Stanley J. Marcuss, Victoria Alsina Burgues and Rachael Stephens
Washington, D.C., the nation’s capital, and dozens of other American cities were hit by riots following the assassination of Martin Luther King in April of 1968.4 Large parts of Washington, D.C. were looted and burned. The Fourteenth Street corridor from Thomas Circle in the south to Columbia Heights approximately two miles to the north was one of the areas most adversely affected. For the next thirty years or so, much of it was populated by burned-out and boarded up buildings and plagued by drug-dealing, prostitution and other crimes. That changed only when developers in the late 1990s saw opportunities for private sector redevelopment dictated by a market that had not previously existed.
Almost twenty years before, another part of the District of Columbia was devastated too, but not by rioters. The government instead wielded the wrecking ball. In the first significant federally funded urban renewal project in country, the government in the early 1950s acquired almost all existing properties in the southwest quadrant of the city, some 521 acres in all, bulldozed its slums and forced virtually all who lived there to move elsewhere. It did so largely through the exercise of eminent domain, a process by which the government forcibly takes private property for public purposes constrained only by the constitutional requirement to pay just compensation. The redevelopment that ensued was largely a product of government planning supported by government subsidy.

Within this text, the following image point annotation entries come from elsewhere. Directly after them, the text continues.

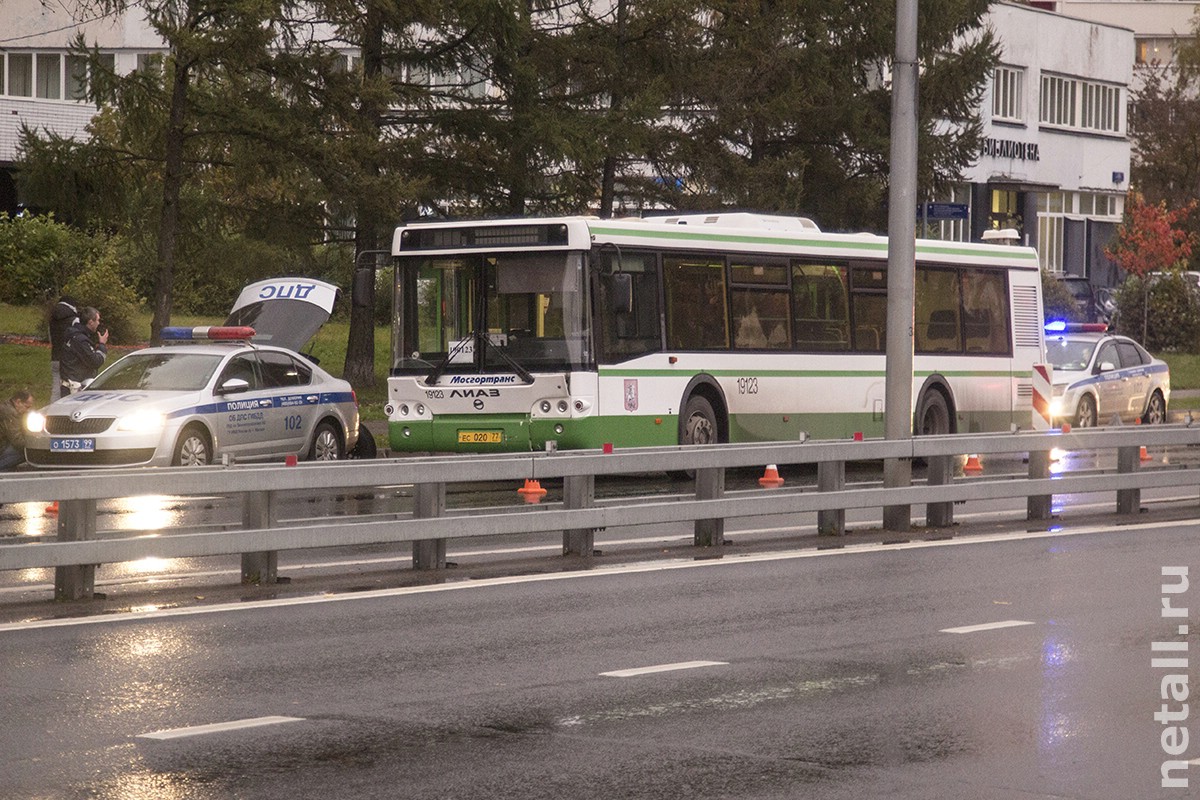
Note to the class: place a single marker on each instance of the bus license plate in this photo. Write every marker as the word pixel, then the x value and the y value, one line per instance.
pixel 480 437
pixel 73 445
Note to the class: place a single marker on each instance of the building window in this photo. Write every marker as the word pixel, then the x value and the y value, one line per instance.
pixel 1081 104
pixel 1007 96
pixel 49 76
pixel 1051 223
pixel 21 74
pixel 1155 50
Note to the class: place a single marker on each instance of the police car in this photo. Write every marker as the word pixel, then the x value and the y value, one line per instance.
pixel 1098 376
pixel 239 391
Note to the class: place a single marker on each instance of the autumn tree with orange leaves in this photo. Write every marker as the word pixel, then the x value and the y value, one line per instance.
pixel 1150 239
pixel 1156 304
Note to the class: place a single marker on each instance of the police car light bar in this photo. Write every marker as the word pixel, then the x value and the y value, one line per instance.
pixel 1061 325
pixel 207 332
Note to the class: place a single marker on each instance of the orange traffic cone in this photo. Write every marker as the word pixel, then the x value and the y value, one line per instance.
pixel 771 479
pixel 532 491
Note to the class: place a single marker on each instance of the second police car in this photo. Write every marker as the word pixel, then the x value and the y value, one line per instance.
pixel 240 390
pixel 1101 376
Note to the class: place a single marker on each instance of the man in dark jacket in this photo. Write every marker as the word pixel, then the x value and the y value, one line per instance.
pixel 82 356
pixel 63 316
pixel 12 428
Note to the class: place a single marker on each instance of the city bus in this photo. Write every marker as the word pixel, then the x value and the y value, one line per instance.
pixel 579 332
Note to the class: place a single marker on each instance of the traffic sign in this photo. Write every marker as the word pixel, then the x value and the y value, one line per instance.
pixel 945 211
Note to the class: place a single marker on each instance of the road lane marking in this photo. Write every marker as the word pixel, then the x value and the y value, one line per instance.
pixel 647 671
pixel 217 727
pixel 987 626
pixel 603 572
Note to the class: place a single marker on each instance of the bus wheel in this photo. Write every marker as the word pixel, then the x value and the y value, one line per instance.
pixel 699 422
pixel 1085 417
pixel 1156 413
pixel 933 415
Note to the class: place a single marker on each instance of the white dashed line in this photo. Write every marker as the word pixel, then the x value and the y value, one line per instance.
pixel 985 626
pixel 217 727
pixel 646 671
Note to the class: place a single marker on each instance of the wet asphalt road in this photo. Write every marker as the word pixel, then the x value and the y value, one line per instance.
pixel 832 675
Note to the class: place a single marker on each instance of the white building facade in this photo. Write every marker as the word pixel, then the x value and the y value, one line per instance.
pixel 1055 162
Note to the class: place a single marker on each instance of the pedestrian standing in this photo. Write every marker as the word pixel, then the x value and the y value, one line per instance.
pixel 12 428
pixel 63 316
pixel 85 349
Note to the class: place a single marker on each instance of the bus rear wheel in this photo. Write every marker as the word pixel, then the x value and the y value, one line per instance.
pixel 933 415
pixel 699 422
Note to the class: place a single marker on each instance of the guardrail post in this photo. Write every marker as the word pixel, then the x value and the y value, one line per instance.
pixel 429 500
pixel 709 486
pixel 579 492
pixel 263 567
pixel 1039 506
pixel 832 477
pixel 939 471
pixel 77 522
pixel 1128 461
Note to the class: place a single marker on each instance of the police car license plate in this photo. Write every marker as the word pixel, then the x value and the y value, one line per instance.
pixel 480 437
pixel 73 444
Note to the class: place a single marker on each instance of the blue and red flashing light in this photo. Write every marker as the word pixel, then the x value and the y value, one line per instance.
pixel 207 332
pixel 1063 326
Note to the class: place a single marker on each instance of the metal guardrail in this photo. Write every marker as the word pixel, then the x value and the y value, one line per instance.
pixel 76 554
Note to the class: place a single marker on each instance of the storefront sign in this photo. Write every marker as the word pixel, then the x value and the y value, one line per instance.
pixel 1011 149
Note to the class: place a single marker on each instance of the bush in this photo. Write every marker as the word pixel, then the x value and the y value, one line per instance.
pixel 1163 312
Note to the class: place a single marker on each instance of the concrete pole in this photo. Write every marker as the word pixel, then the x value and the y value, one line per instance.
pixel 901 257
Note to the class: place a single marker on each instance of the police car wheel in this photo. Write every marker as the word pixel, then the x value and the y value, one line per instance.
pixel 1156 413
pixel 365 447
pixel 327 445
pixel 192 449
pixel 1085 417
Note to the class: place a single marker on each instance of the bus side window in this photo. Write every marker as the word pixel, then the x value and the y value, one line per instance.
pixel 936 311
pixel 985 312
pixel 820 307
pixel 637 331
pixel 697 318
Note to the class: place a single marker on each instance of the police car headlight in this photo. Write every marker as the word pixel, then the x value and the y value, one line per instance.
pixel 35 422
pixel 142 422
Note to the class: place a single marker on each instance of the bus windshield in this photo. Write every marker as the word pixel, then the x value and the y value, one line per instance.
pixel 526 310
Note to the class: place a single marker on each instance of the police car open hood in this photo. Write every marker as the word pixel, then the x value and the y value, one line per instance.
pixel 286 312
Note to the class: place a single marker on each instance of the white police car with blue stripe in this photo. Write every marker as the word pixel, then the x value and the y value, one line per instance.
pixel 1099 377
pixel 213 394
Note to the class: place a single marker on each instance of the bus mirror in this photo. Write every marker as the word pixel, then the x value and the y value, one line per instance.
pixel 621 292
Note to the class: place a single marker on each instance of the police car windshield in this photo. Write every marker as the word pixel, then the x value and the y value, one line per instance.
pixel 1069 354
pixel 159 372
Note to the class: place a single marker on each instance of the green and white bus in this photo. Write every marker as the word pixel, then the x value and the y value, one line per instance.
pixel 691 329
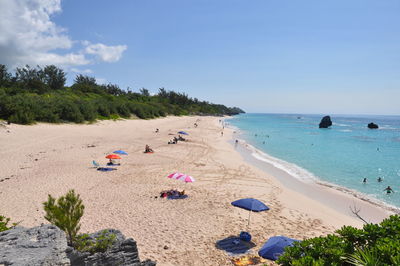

The purpose of this study was to determine whether the essentially public sector-led redevelopment of Southwest and the essentially private sector-led redevelopment of the Fourteenth Street corridor several decades later had significantly different social and economic consequences and, if not, why not. To this end, we reviewed information from a variety of different sources, both primary and secondary, to get as close as possible to a complete and accurate picture of the consequences and their causes.